John Coates IV has written two papers in the same vein as Zerbe, arguing that the proponents of CBA of financial regulations (CBA/FR) have oversold its capabilities. In the first paper, he conducts a hypothetical CBA of the monetary policy known as the “Taylor rule,” proposed by Stanford economics professor John Taylor. The rule would set the federal funds rate at 1 + 1.5 × the inflation rate + 0.5 × the “output gap,” defined as the percentage deviation of actual GDP from “potential” GDP. Coates argues that the capacity of anyone to conduct qualified CBA with any real precision or confidence does not exist for important financial regulations like a Taylor rule. The data are not available and analysis often involves the use of contested macroeconomic analysis. He even quotes Taylor himself at a 2013 congressional hearing as saying “while discretion [by the Federal Reserve] would be constrained [by the rule], it would not be eliminated.” Coates rhetorically asks how would anyone evaluate such a regulation?

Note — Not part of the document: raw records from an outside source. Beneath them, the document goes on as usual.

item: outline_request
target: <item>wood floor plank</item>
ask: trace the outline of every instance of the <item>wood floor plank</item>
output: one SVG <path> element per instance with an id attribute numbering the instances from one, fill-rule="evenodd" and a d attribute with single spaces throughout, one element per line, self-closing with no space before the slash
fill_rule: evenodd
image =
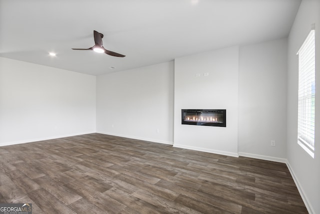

In the second paper, Coates argues that it “is CBA supporters themselves who need to show that CBA is anything different than judgment in drag.” “Any guestimates that emerge from superficial CBA/FR will only reflect crude assumptions based on the prior judgmental beliefs (i.e., theoretical guesses, informed by experience and ideology) of researchers about the value of regulation.”

He spends the remainder of the paper suggesting how we should encourage regulators to engage in meaningful “conceptual” CBA (that is, do not regulate unless real market failures exist and be careful about reducing competition, etc.) to encourage the development of actual quantitative CBA. His recommendations include giving agencies deference and restricting court review to those cases in which an agency is expanding its jurisdiction (or at least some people think it is) and using “bad” CBA to cover up that fact; appoint more economically literate regulatory commissioners so that the staff know that CBA is really important; allow CBA to be released by staff without commissioner approval, like inspector general reports; and use the equivalent of clinical trials to develop true knowledge about effects.

Some of these recommendations have as much “assume‐​a‐​can‐​opener” feel to them as the CBA recommendations Coates criticizes. In the end, I am reminded of Bill Niskanen’s thoughts on the struggle over the proper role of economically informed analysis in policy decisions (“More Lonely Numbers,” Fall 2003), which are worth repeating: “If lawmakers want more or better regulatory analysis, then [such analysis] would be valuable…. But it is not at all evident that Congress wants better regulatory analysis.”